SUN SETS ON THE MUSEUM
Last week this 1,500-year-old building in Istanbul held Friday prayers for the first time in 84 years after the controversial decision to turn it from a museum back into a mosque. The change — 15 years of court cases in the making — has been hugely divisive, with critics calling it a populist political move that alienates non-Muslims, and will no doubt have a negative impact on visitors’ ability to admire the treasures within.

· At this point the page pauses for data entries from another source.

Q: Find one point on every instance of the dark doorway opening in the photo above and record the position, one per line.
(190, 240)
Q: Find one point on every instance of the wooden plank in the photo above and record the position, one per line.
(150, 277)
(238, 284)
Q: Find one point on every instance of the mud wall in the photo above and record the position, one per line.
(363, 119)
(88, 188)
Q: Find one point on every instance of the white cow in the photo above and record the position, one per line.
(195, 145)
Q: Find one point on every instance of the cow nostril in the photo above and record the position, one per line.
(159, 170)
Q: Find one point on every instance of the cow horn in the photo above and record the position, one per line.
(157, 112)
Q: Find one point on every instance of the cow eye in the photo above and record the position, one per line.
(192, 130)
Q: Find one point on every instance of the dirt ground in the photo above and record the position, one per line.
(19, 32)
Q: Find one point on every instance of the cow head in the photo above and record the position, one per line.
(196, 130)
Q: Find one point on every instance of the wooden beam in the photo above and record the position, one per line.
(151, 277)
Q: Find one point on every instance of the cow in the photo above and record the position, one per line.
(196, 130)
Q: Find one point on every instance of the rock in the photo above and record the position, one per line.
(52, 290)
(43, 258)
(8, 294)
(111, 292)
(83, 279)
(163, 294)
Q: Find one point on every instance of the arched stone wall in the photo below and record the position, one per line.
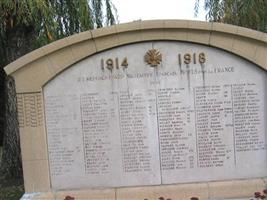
(34, 70)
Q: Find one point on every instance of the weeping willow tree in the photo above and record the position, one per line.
(26, 25)
(247, 13)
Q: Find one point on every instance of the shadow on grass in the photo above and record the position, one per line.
(10, 189)
(11, 192)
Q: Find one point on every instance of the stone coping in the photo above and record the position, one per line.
(164, 30)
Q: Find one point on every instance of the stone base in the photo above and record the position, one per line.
(238, 189)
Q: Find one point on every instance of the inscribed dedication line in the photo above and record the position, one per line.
(156, 113)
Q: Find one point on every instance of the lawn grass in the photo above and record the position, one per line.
(11, 193)
(10, 190)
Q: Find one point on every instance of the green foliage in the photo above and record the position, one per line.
(247, 13)
(52, 19)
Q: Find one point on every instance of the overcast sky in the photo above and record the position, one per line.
(130, 10)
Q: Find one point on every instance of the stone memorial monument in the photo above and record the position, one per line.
(144, 110)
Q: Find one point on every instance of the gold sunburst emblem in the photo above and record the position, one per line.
(153, 57)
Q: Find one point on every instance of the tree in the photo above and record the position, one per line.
(247, 13)
(26, 25)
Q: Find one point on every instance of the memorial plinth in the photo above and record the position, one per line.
(143, 120)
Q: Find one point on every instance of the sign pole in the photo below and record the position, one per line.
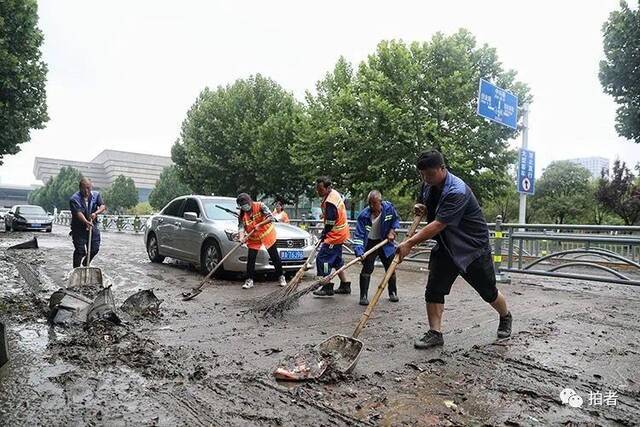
(522, 211)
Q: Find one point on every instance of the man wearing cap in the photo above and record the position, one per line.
(85, 206)
(378, 221)
(257, 216)
(335, 233)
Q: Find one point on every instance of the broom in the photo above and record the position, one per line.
(286, 302)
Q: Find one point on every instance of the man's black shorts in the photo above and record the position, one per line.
(443, 272)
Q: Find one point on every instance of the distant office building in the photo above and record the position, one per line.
(144, 169)
(15, 194)
(593, 164)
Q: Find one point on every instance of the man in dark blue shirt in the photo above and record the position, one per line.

Built in 537 on the orders of Byzantine Emperor Justinian I, the building has been a church — an Eastern Orthodox cathedral, a Roman Catholic cathedral, then an Eastern Orthodox cathedral again — and was converted into a mosque in 1453. In 1934, Mustafa Kemal Ataturk, the founding father of the Turkish republic, had it declared a museum — what the Washington Post calls “a monument to a universal legacy that transcends religion and underscored Istanbul’s place at the heart of different cultures and faiths”.

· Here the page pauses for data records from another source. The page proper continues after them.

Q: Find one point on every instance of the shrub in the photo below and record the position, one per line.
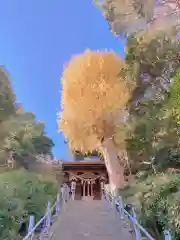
(22, 193)
(157, 203)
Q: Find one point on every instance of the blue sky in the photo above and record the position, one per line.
(36, 38)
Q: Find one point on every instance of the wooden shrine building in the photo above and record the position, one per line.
(89, 178)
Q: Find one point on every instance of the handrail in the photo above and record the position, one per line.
(138, 229)
(48, 218)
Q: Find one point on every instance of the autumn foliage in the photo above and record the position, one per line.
(93, 94)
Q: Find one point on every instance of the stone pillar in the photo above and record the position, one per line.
(84, 186)
(102, 189)
(92, 194)
(73, 189)
(88, 186)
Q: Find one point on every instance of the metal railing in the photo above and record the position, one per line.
(41, 229)
(139, 232)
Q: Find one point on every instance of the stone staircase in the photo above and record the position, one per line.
(95, 220)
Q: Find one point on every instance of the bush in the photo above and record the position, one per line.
(157, 203)
(23, 193)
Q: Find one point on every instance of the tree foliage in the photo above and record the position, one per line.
(93, 95)
(22, 138)
(23, 193)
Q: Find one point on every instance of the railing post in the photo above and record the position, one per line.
(48, 219)
(136, 229)
(121, 207)
(57, 204)
(167, 235)
(31, 224)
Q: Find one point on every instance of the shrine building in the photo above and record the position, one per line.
(89, 178)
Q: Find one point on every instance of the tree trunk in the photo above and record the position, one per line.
(114, 168)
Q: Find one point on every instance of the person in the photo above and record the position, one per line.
(73, 189)
(65, 192)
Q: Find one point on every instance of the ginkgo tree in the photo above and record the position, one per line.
(94, 95)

Today, it is one of Turkey’s top attractions; an estimated 3.7-million visited in 2019.
Though the government has said it will remain open to visitors of all nationalities and faiths, and that the Christian iconography inside will be preserved (but covered up during prayers), not all are convinced. Unesco, for one, says it may be stripped of its world heritage status as a place of “universal value”, since the “inclusive and equitable participation of communities” is a condition that the building may no longer meet.